3/24/2014 10:55:07 AM

Israel closes embassies around the world as diplomats strike

Reuters


By Allyn Fisher-Ilan

JERUSALEM (Reuters) - Israeli diplomats launched an unprecedented strike on Sunday, forcing the complete closure of embassies around the world as they escalated a dispute over pay, officials said.

The industrial action has already threatened to postpone a visit by Pope Francis to Israel planned for May - one of 25 trips by foreign officials affected by a work slowdown the diplomats began on March 5 when wage talks broke down.

By escalating the action to a full strike - the first by the diplomatic corps since the country's establishment in 1948 - the diplomats will close all of Israel's 102 missions abroad, paralyzing most diplomatic work with other countries and the United Nations.

"We are completely shutting down the (foreign ministry) office and missions abroad. This is the first time ever," ministry spokesman Yigal Palmor said.

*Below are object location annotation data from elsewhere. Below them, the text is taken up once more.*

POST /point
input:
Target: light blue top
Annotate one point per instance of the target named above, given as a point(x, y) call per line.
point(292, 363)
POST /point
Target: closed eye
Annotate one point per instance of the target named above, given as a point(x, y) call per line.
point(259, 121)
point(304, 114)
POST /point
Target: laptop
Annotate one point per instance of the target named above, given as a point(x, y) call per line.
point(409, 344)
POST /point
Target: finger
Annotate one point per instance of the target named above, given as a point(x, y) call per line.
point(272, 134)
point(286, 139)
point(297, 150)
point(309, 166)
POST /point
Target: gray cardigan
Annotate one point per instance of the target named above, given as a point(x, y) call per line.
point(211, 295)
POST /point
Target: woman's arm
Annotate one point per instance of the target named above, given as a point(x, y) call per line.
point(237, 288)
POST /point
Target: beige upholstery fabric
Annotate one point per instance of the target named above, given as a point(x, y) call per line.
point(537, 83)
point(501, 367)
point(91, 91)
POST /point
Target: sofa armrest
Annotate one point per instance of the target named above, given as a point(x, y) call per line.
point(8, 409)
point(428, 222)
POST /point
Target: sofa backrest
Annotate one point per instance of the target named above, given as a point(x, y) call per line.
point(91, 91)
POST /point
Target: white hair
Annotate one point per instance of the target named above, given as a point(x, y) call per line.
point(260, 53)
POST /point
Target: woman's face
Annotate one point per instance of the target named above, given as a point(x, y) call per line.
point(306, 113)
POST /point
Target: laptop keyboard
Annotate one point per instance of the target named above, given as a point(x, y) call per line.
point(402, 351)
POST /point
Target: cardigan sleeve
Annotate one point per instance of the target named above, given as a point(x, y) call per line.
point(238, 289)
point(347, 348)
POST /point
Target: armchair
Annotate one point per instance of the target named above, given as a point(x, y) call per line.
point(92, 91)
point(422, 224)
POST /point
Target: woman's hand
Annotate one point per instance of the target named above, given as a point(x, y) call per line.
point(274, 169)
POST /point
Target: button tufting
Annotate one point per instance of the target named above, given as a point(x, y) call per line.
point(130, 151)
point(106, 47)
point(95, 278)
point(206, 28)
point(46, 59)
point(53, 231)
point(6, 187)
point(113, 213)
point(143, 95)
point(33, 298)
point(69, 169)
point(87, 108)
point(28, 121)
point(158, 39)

Another ministry official told Reuters: "As of now, the foreign ministry doesn't exist. It's not possible even to submit complaints".

Foreign Minister Avigdor Lieberman Called the strike "irresponsible" and "a wretched decision and a display of a loss of control on union's part."

"We shall do whatever possible to minimize the damage to the country and its citizens," Lieberman said.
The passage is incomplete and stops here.